Re: [Question] bpf map value increase unexpectedly with tracepoint qdisc/qdisc_dequeue

From: Yafang Shao <laoar.shao@gmail.com>
To: Andrii Nakryiko <andrii.nakryiko@gmail.com>
Cc: Wu Zongyong <wuzongyong@linux.alibaba.com>, bpf <bpf@vger.kernel.org>
Subject: Re: [Question] bpf map value increase unexpectedly with tracepoint qdisc/qdisc_dequeue
Date: Thu, 14 Apr 2022 09:50:10 +0800	[thread overview]
Message-ID: <CALOAHbAvikKyrSTm6J9YSP0-7ifkxku2q2FeUsZMyxYdDdCqpg@mail.gmail.com> (raw)
In-Reply-To: <CAEf4BzYvBHwsFrp52ZqhP=H1WDdpEeovJcgctv2nioAvBg6FBw@mail.gmail.com>

On Thu, Apr 14, 2022 at 8:25 AM Andrii Nakryiko
<andrii.nakryiko@gmail.com> wrote:
>
> On Wed, Apr 13, 2022 at 12:08 PM Wu Zongyong
> <wuzongyong@linux.alibaba.com> wrote:
> >
> > Hi,
> >
> > I tried to count when tracepoint qdisc/qdisc_dequeue hit each time, then read
> > the count value from userspace by bpf_map_lookup_elem().
> > With bpftrace, I can see this tracepoint is hit about 700 times, but the count
> > I get from the bpf map is below 20. It's weird.

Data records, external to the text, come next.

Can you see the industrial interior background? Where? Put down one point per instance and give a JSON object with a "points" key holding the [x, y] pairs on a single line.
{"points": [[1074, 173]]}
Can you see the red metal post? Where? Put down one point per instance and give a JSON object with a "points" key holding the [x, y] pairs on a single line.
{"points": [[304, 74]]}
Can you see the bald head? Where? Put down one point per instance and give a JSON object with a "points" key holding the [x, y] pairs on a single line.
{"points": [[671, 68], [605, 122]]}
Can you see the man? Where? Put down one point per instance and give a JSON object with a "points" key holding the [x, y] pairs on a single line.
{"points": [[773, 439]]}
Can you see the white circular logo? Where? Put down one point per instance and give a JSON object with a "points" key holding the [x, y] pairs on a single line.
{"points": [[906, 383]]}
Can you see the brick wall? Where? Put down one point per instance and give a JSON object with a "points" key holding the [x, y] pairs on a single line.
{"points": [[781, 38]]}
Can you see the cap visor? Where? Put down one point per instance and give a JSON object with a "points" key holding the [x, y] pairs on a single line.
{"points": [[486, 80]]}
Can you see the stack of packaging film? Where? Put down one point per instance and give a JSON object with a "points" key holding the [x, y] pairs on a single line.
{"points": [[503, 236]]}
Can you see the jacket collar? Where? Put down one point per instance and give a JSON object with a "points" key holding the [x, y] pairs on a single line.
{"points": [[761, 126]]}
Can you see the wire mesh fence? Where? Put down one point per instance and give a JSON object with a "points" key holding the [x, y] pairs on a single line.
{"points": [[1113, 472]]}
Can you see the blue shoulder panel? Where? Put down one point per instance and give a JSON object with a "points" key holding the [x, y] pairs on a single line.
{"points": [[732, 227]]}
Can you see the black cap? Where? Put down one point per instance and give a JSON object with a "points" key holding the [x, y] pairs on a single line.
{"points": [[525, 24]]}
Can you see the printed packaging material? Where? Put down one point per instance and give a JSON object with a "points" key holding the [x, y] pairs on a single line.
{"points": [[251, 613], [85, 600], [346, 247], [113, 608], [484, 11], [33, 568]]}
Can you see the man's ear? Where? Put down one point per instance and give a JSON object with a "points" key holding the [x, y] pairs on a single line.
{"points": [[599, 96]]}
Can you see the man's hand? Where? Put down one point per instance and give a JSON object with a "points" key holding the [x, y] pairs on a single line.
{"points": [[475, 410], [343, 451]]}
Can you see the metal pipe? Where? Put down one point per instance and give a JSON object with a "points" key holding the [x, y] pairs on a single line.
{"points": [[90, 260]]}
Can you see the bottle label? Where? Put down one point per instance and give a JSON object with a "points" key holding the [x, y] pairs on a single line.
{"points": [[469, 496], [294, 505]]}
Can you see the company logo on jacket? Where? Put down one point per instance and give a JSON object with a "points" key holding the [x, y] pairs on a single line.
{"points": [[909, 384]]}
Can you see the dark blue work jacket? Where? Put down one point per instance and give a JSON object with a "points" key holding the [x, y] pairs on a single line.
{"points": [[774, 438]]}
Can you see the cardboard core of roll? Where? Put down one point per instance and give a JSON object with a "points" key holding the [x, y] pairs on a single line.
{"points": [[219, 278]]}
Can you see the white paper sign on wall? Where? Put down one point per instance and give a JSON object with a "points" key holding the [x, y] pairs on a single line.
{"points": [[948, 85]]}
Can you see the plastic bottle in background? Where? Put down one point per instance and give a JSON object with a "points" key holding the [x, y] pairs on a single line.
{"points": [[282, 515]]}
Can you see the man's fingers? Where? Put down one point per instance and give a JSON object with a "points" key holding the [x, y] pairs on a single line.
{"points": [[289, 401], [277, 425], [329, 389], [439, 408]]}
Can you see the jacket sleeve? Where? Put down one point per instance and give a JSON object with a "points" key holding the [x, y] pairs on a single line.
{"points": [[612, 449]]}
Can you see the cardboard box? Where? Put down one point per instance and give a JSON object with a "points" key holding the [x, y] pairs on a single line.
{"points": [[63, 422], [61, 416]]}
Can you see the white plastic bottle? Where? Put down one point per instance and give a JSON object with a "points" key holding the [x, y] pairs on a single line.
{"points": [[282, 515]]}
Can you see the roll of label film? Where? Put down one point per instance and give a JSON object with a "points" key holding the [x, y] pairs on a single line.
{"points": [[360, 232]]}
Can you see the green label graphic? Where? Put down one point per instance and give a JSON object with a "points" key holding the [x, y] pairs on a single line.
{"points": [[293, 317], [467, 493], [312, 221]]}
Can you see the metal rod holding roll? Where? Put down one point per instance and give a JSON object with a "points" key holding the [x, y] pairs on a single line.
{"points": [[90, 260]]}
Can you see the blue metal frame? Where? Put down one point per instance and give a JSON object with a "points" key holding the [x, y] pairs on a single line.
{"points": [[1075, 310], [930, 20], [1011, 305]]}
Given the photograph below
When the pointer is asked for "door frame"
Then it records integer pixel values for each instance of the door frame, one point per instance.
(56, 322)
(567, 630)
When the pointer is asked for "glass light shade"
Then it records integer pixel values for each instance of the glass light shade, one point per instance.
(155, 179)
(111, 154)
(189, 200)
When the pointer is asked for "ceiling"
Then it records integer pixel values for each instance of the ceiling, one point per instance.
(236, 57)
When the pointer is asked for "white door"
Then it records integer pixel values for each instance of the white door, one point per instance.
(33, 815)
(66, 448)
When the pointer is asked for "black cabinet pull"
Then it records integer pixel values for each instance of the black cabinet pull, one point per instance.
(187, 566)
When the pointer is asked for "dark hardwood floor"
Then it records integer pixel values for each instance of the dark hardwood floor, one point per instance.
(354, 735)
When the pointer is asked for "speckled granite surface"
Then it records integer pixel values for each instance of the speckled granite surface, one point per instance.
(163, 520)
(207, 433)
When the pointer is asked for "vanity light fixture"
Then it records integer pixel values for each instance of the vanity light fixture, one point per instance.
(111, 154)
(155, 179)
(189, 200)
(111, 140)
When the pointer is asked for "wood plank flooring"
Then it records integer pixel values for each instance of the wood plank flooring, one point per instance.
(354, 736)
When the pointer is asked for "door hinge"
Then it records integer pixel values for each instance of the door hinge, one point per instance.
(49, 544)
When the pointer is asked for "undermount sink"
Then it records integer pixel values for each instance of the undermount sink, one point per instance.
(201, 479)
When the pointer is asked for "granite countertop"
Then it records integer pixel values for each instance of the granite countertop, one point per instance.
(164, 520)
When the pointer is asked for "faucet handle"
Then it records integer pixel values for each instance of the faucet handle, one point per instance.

Then I tried to add a bpf_printk()
> > to the program, and the count I get is normal which is about 700.
> >
> > The bpf program codes like that:
> >
> >         struct qdisc_dequeue_ctx {
> >                 __u64           __pad;
> >                 __u64           qdisc;
> >                 __u64           txq;
> >                 int             packets;
> >                 __u64           skbaddr;
> >                 int             ifindex;
> >                 __u32           handle;
> >                 __u32           parent;
> >                 unsigned long   txq_state;
> >         };
> >
> >         struct {
> >                 __uint(type, BPF_MAP_TYPE_HASH);
> >                 __type(key, int);
> >                 __type(value, __u32);
> >                 __uint(max_entries, 1);
> >                 __uint(pinning, LIBBPF_PIN_BY_NAME);
> >         } count_map SEC(".maps");
> >
> >         SEC("tracepoint/qdisc/qdisc_dequeue")
> >         int trace_dequeue(struct qdisc_dequeue_ctx *ctx)
> >         {
> >                 int key = 0;
> >                 __u32 *value;
> >                 __u32 init = 0;
> >
> >                 value = bpf_map_lookup_elem(&count_map, &key);
> >                 if (value) {
> >                         *value += 1;
> >                 } else {
> >                         bpf_printk("value reset");
> >                         bpf_map_update_elem(&count_map, &key, &init, 0);
> >                 }
> >                 return 0;
> >         }
> >
> > Any suggestion is appreciated!
> >
>
> First, why do you use HASH map for single-key map? ARRAY would make
> more sense for keys that are small integers. But I assume your real
> world use case needs bigger and more random keys, right?
>
> Second, you have two race conditions. One, you overwrite the value in
> the map with this bpf_map_update_elem(..., 0). Use BPF_NOEXISTS for
> initialization to avoid overwriting something that another CPU already
> set. Another one is your *value += 1 is non-atomic, so you are loosing
> updates as well. Use __sync_fetch_and_add(value, 1) for atomic
> increment.
>
> Something like this:
>
> value = bpf_map_lookup_elem(&count_map, &key);
> if (!value) {
>     /* BPF_NOEXIST won't allow to override the value that's already set */
>     bpf_map_update_elem(&count_map, &key, &init, BPF_NOEXISTS);
>     value = bpf_map_lookup_elem(&count_map, &key);
> }
> if (!value)
>     return 0;
>
> __sync_fetch_and_add(value, 1);
>

Hi Andrii,

I'm curious that if we should do it as below,

new_value = *value + 1;
bpf_map_update_elem(&count_map, &key, &new_value, BPF_EXIST);

in case someone, e.g. bpftool, may delete this elem in parallel.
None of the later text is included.